Oxigraph: High-performance SPARQL triplestore for RDF data
Qdrant: Vector database for semantic search and RAG (Retrieval-Augmented Generation)
Caddy: Modern web server with automatic HTTPS
Hetzner Cloud Server: CX21 (2 vCPU, 4GB RAM, 40GB SSD)
Hetzner Volume: 50GB persistent storage for data

Prerequisites

Terraform (>= 1.0)
Hetzner Cloud Account
Hetzner API Token

Setup

1. Create Hetzner API Token

Log in to Hetzner Cloud Console
Select your project (or create a new one)
Go to Security > API Tokens
Generate a new token with Read & Write permissions
Copy the token (it's only shown once!)

2. Configure Terraform

cd infrastructure/terraform

# Copy the example variables file
cp terraform.tfvars.example terraform.tfvars

# Edit with your values
nano terraform.tfvars

Set the following variables:

hcloud_token: Your Hetzner API token
domain: Your domain name (e.g., sparql.glam-ontology.org)
ssh_public_key: Path to your SSH public key

3. Initialize and Apply

# Initialize Terraform
terraform init

# Preview changes
terraform plan

# Apply configuration
terraform apply

4. Deploy Data

After the infrastructure is created, deploy your ontology data:

# SSH into the server
ssh root@$(terraform output -raw server_ip)

# Load ontology files into Oxigraph
cd /var/lib/glam/scripts
./load-ontologies.sh

Configuration Files

File	Description
`main.tf`	Main infrastructure resources
`variables.tf`	Input variables
`outputs.tf`	Output values
`cloud-init.yaml`	Server initialization script
`terraform.tfvars.example`	Example variable values

Costs

Estimated monthly costs (EUR):

Resource	Cost
CX21 Server	~€5.95/month
50GB Volume	~€2.50/month
IPv4 Address	Included
Total	~€8.45/month

Maintenance

Backup Data

# Backup Oxigraph database
ssh root@$SERVER_IP "tar -czf /tmp/oxigraph-backup.tar.gz /mnt/data/oxigraph"
scp root@$SERVER_IP:/tmp/oxigraph-backup.tar.gz ./backups/

Update Ontologies

# Copy new ontology files
scp -r schemas/20251121/rdf/*.ttl root@$SERVER_IP:/mnt/data/ontologies/

# Reload into Oxigraph
ssh root@$SERVER_IP "/var/lib/glam/scripts/load-ontologies.sh"

View Logs

ssh root@$SERVER_IP "journalctl -u oxigraph -f"
ssh root@$SERVER_IP "journalctl -u caddy -f"

CI/CD with GitHub Actions

The project includes automatic deployment via GitHub Actions.
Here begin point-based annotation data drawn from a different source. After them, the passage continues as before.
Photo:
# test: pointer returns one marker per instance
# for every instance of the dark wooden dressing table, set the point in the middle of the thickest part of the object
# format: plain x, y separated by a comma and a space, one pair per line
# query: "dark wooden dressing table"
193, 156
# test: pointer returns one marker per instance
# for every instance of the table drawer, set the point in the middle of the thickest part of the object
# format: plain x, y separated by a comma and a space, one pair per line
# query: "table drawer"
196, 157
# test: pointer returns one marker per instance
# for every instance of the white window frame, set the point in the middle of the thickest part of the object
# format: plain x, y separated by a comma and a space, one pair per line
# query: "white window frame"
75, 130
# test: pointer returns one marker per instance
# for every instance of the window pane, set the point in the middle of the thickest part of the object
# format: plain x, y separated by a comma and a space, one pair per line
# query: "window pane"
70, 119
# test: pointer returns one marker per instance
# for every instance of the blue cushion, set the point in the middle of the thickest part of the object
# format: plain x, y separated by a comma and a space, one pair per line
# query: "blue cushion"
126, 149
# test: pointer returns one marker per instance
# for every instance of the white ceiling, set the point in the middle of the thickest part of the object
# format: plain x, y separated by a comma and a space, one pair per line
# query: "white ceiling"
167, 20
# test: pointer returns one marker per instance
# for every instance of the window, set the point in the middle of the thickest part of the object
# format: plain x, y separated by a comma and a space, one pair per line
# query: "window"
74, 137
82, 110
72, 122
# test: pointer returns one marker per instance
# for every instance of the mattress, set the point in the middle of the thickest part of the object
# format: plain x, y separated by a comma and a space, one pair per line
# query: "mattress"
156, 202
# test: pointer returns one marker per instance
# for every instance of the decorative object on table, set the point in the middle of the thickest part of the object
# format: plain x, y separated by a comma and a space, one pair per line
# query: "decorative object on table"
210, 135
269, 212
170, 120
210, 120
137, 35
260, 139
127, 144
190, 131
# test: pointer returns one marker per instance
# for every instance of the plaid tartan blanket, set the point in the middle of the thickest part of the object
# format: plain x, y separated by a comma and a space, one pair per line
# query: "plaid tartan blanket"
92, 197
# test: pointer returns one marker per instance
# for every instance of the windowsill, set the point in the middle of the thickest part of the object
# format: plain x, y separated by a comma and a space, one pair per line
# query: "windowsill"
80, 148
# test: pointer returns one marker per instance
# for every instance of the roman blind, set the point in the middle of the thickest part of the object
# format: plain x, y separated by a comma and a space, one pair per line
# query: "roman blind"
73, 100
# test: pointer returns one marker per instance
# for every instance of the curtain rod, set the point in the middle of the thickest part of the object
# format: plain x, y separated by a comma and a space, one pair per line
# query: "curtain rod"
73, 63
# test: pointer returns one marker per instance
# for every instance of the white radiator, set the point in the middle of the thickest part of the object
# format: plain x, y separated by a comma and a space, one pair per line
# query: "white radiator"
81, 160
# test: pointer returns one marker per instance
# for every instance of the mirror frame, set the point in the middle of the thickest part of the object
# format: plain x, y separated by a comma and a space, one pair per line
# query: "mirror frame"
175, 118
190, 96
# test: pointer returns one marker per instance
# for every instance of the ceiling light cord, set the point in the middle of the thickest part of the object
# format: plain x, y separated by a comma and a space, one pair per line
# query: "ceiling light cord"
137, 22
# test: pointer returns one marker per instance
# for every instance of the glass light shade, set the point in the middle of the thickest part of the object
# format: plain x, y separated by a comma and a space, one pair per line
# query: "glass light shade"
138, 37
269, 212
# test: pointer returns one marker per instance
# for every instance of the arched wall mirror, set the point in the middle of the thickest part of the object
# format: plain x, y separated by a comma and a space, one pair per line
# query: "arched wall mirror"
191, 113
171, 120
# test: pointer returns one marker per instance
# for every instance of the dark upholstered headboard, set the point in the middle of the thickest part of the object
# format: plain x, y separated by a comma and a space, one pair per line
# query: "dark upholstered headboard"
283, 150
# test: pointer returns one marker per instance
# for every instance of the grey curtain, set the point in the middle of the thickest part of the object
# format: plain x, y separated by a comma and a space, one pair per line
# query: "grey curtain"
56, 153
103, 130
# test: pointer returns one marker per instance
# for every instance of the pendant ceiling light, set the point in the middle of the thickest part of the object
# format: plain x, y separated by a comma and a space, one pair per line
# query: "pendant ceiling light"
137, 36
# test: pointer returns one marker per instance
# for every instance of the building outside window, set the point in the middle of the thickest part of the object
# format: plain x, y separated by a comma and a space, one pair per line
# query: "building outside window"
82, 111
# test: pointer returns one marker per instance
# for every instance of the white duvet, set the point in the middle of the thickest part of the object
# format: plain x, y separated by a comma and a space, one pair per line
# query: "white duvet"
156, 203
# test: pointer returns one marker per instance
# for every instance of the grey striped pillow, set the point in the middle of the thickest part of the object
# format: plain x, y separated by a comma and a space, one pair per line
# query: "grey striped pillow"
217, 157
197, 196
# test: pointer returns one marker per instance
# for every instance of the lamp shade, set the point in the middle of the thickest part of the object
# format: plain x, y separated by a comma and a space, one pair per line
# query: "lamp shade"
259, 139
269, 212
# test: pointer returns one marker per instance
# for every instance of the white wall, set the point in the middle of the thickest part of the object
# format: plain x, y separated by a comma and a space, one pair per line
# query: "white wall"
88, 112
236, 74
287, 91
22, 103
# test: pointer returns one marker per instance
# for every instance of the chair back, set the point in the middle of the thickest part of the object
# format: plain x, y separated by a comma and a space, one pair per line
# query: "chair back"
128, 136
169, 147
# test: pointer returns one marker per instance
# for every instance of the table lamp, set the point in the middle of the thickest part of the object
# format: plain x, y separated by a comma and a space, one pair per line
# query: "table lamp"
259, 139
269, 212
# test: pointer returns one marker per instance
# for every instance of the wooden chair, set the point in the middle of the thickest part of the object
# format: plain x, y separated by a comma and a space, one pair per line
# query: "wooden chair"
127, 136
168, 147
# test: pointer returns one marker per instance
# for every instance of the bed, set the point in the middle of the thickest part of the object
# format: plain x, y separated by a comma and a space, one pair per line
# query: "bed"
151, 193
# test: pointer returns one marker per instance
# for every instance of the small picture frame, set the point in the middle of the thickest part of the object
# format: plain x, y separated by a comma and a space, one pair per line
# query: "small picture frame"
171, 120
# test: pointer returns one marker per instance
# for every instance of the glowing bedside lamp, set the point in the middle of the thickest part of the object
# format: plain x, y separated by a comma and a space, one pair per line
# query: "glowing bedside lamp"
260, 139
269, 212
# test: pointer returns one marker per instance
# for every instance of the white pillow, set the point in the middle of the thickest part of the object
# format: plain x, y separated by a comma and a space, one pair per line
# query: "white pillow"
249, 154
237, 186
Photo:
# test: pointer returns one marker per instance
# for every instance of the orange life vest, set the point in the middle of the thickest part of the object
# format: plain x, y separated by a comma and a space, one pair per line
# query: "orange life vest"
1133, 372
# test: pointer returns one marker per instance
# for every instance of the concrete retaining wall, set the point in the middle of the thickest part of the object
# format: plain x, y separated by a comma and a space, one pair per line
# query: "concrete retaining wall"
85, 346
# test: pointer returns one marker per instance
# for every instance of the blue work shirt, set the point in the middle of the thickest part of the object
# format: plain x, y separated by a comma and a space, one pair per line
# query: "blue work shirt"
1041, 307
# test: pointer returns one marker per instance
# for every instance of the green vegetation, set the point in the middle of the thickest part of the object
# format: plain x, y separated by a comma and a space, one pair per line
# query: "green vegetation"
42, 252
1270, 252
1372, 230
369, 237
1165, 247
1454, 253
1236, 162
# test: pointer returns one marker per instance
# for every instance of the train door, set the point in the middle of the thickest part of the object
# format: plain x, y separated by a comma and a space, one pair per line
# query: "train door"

Changes to infrastructure, data, or frontend trigger automatic deployments.

Automatic Triggers

Deployments are triggered on push to main branch when files change in:

infrastructure/** → Infrastructure deployment (Terraform)
schemas/20251121/rdf/** → Data sync
schemas/20251121/linkml/** → Data sync
data/ontology/** → Data sync
frontend/** → Frontend build & deploy

Setup CI/CD

Run the setup script to generate SSH keys and get instructions:

./setup-cicd.sh

This will:

Generate an ED25519 SSH key pair for deployments
Create a .env file template (if missing)
Print instructions for GitHub repository setup

Required GitHub Secrets

Go to Repository → Settings → Secrets and variables → Actions → Secrets:

Secret	Description
`HETZNER_HC_API_TOKEN`	Hetzner Cloud API token (same as in `.env`)
`DEPLOY_SSH_PRIVATE_KEY`	Content of `.ssh/glam_deploy_key` (generated by setup script)
`TF_API_TOKEN`	(Optional) Terraform Cloud token for remote state

Required GitHub Variables

Go to Repository → Settings → Secrets and variables → Actions → Variables:

Variable	Example
`GLAM_DOMAIN`	`sparql.glam-ontology.org`
`ADMIN_EMAIL`	`admin@example.org`

Manual Deployment

You can manually trigger deployments from the GitHub Actions tab with options:

Deploy infrastructure changes - Run Terraform apply
Deploy ontology/schema data - Sync data files to server
Deploy frontend build - Build and deploy frontend
Reload data into Oxigraph - Reimport all RDF data

Local Deployment

For local deployments without GitHub Actions:

# Full deployment
./deploy.sh --all

# Just infrastructure
./deploy.sh --infra

# Just data
./deploy.sh --data

# Just frontend
./deploy.sh --frontend

# Just Qdrant vector database
./deploy.sh --qdrant

# Reload Oxigraph
./deploy.sh --reload

Qdrant Vector Database

Qdrant is a self-hosted vector database used for semantic search over heritage institution data. It enables RAG (Retrieval-Augmented Generation) in the DSPy SPARQL generation module.

Configuration

REST API: http://localhost:6333 (internal)
gRPC API: http://localhost:6334 (internal)
External Access: https://<domain>/qdrant/ (via Caddy reverse proxy)
Storage: /mnt/data/qdrant/storage/
Snapshots: /mnt/data/qdrant/snapshots/
Resource Limits: 2GB RAM, 2 CPUs

Deployment

# Deploy/restart Qdrant
./deploy.sh --qdrant

Health Check

# Check Qdrant health
ssh root@$SERVER_IP "curl http://localhost:6333/health"

# List collections
ssh root@$SERVER_IP "curl http://localhost:6333/collections"

DSPy Integration

The Qdrant retriever is integrated with DSPy for RAG-enhanced SPARQL query generation:

from glam_extractor.api.qdrant_retriever import HeritageCustodianRetriever

# Create retriever
retriever = HeritageCustodianRetriever(
    host="localhost",
    port=6333,
)

# Search for relevant institutions
results = retriever("museums in Amsterdam", k=5)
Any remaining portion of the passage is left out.